Атомная Микроскопия Усилия

Атомный метод Микроскопии (AFM) Усилия обеспечивает воображение высок-разрешения на разрешении nanoscale трехмерной структуры без пятнать или покрывать образец. Таким Образом, счеты AFM над много других методов путем позволять изучениям биомолекул самих и параметров биологических процессов на отростчатом месте и принимать в реальном масштабе времени чтения. Катализатор AFM BioScope можно использовать с методами светлой микроскопии для того чтобы обеспечить оптически направленную навигацию зонда и создавать ясные изображения сопоставляя AFM и оптически данные по изображения. Клетки В Реальном Маштабе Времени были изучены путем использование Катализатора BioScope вместе с самым большим короткозамкнутым витком, X-Y рядом развертки; результаты были сильно точны. Результаты проиллюстрированы в Диаграмме 1.

(A)

(B)

Диаграмма 1. (A) Зарегистрировала верхний слой изображения двухтрактного confocal изображения изображения микроскопии флуоресцирования скеннирования лазера и топографии AFM клеток фиброцита обозначенных с Alexa Fluo 546 Phalloidin (красным) и DAPI (голубым).
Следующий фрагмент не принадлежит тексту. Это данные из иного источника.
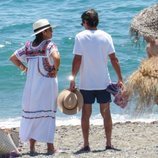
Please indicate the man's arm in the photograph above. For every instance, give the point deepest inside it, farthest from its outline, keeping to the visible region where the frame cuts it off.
(75, 68)
(116, 66)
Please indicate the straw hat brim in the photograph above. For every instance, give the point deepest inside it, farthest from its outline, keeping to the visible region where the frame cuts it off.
(78, 106)
(145, 23)
(7, 143)
(40, 31)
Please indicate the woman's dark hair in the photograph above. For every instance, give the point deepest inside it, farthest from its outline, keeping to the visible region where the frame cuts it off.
(91, 16)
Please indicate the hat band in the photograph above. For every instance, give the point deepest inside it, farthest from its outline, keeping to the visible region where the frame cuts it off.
(70, 108)
(41, 27)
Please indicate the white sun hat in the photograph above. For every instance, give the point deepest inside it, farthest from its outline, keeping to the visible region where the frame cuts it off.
(40, 25)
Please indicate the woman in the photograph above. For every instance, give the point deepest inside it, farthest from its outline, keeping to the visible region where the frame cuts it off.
(143, 83)
(41, 87)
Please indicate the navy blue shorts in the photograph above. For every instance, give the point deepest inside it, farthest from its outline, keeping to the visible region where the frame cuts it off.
(102, 96)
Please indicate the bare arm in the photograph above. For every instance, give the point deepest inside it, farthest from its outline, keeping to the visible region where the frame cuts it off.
(116, 66)
(56, 59)
(75, 68)
(18, 63)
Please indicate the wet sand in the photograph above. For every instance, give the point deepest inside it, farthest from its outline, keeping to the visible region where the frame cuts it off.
(133, 140)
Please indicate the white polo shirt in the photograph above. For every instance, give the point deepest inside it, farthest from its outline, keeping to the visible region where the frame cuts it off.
(94, 46)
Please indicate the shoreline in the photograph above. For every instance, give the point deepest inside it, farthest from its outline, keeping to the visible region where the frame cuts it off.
(132, 139)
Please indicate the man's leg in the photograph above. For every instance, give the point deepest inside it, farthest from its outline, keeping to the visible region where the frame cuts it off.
(105, 112)
(86, 113)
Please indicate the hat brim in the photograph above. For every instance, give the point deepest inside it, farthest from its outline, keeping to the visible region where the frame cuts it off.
(70, 111)
(40, 31)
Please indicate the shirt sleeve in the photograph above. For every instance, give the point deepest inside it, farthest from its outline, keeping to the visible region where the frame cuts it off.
(77, 47)
(21, 54)
(110, 46)
(52, 48)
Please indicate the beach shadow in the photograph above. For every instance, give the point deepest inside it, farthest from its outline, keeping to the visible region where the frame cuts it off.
(102, 150)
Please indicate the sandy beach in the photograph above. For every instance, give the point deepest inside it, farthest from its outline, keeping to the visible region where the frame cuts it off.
(132, 139)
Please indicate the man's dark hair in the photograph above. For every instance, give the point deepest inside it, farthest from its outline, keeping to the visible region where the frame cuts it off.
(91, 16)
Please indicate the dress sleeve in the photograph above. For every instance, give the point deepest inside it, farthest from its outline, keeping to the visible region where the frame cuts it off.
(21, 54)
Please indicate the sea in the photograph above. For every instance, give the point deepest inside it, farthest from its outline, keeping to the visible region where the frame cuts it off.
(16, 19)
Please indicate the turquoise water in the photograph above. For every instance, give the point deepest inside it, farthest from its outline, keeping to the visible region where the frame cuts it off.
(16, 18)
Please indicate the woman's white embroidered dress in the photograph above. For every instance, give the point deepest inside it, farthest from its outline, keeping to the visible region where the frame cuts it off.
(40, 93)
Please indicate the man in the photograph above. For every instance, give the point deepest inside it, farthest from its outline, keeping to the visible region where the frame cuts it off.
(91, 50)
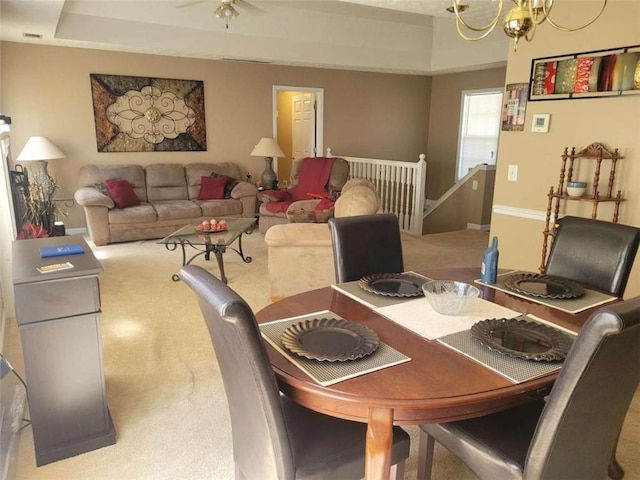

ПО Катализатора MIRO BioScope включает зарегистрирование оптически области видимости к зоне развертки AFM. Оптически изображения можно после этого использовать для того чтобы проводить зонд AFM к зоне интереса выполнить высокое воображение AFM разрешения и/или сильно чувствительные измерения усилия. (B) Зона интереса полученная от показа overlay изображением сопоставила каналы данным по AFM и флуоресцирования. Confocal изображения флуоресцирования были получены с системой Leica SP5 confocal и использованием задачи погружения масла 40x. Изображения AFM были получены при Катализатор BioScope эксплуатируемый в режиме контакта в буфферном разрешении проблемы используя зонды MLCT AFM (k ~0.01N/m).

Предварительные механически стабилность и инженерство Катализатора BioScope делают его соответствующим изучить биомолекулярный вид также. Он обеспечивает последовательные результаты даже когда использовано с перевернутым оптически микроскопом, как показано в Диаграмме 2.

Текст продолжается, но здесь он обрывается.